If the social activists had solved the myriad of problems, or were even to be able to say that things were steadily improving, that would argue in favour of their approach to social activism.

But that is not the case. The reality is that the reforms which the social activists promote do not work. The social activists are not gaining much, if any, ground, and the same problems continue to appear. It is often one step forward, several steps back.
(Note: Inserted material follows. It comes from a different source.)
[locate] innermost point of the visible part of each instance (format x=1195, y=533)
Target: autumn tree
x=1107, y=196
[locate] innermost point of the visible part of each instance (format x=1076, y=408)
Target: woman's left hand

That is the reality of capitalism. Social activism cannot change that. Or rather what most people call "social activism" can't change it. Socialists are social activists, and suggest that working to eliminate the cause of the problems is the most valuable type of social activism.

Socialists make a choice. We choose to use our time and limited funds to work to eliminate the cause of the problems. One can pick any problem and often one can find that real improvements have taken place, usually after a very long period of agitation. Rarely, if ever, has the problem disappeared, and usually other related problems have cropped up to fill the vacuum of destruction or suffering left by the "solution".

After hundreds of years of social activism, both the problems of war and poverty, which most people consider to be rather important, are still major problems and are nowhere near solution. War didn't stop in 1918 or 1945, it continues every day, somewhere in the world. Moreover, in spite of the huge advances made in technology, in science, in food production and transport in the 20th century, we entered the 21st century with 800 million chronically malnourished, 600 million homeless and 1.1 billion without access to clean water

The anti-poverty movement is now marginal. Eliminating war and poverty are no longer even in the realm of discussion for reformists. The reformists have failed.

Some environmentalists tell us that if the environment is destroyed all the rest won't matter. That is true enough, but there is little indication that the huge, well-funded environmental movement is making much real headway. For example, since the last Earth Summit, the forests of Brazil, sometimes called "the lungs of the planet", are being destroyed faster than before.

Socialists have been saying for over 100 years that reforming capitalism won't solve the problems and we have been proven correct so far. People who say that it is too early to accept that verdict seem willing to wait another 100 years to see what has, by then, transpired.

If socialists are correct, that would mean another 100 years of war, of poverty, of economic crises, of environmental destruction. It means that and more, as the destructive capability of society increases daily. There is not even moderately compelling evidence that socialists are wrong. There is compelling evidence that socialists are right.

The fact that millions are prepared to make an effort says a lot. Tens of millions are prepared to work many hours each week for charitable organisations and for the various lobby and campaign groups. They are well-intentioned people and we do not deny them that. The fact is that if the efforts they had put into their various single-issue causes had instead have been channelled into working for socialism then by now we most probably would have been living in a world of free access, devoid of a thousand social problems that social activists campaign against.

Socialism is what socialists want, so socialism is what they work for, not the reforms of the "social activists".

The Companion Parties of Socialism, in the World Socialist Movement, are socialist parties. They promote socialism because that is all a socialist party can promote.

If you find a "socialist" party promoting "social activism", you'll have found a non-socialist party ignoring socialism and working for reforms, not solutions.

A tiny group of socialists can't solve the world's problems; only a huge, socialist majority can do that. It is up to every individual to create that majority, and to use it to turn off the tap of capitalism, so that the problems can be solved.